The CAC, which led the issuance of rules and introduced a licensing system for generative AI, requires generative AI providers to “embody core socialist values” and requires generated content to “subvert state power.” may not contain any content that does so.” Companies are responsible for the output of AI.
This poses a particularly difficult challenge for model developers. This is because there are relatively few Chinese datasets available for training LLM. Most groups are also trained on English information, so it’s possible that the generative AI will generate responses that violate Chinese spoken language norms.
Tech giants such as Baidu and Alibaba have ensured that their models strictly control content generated related to Xi and other potentially sensitive issues.

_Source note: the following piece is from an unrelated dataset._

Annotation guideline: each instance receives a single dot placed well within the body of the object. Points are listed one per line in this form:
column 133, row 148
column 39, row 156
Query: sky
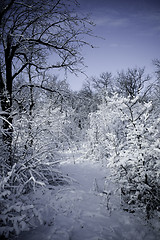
column 129, row 32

Generative AI chatbots from both groups typically ask users to resume chatting when pressed about sensitive topics.
To help developers address the issue, the China Cybersecurity Association, a nonprofit organization affiliated with the CAC, released the first public database with 100 million entries of “high-quality and reliable data” that can be used to train models in December. The training set draws heavily from government regulations and policy documents, state media reports and other official publications, according to a section reviewed by the Financial Times.
One of the dozens of text documents included in the data package contains 86,314 references to Xi Jinping. “Let’s unite more closely around the Party Central Committee with Comrade Xi Jinping at its core,” one line reads.
“We must always ensure a high level of unity in ideology, politics and actions with the Party Central Committee, with General Secretary Xi Jinping at its core,” said another person.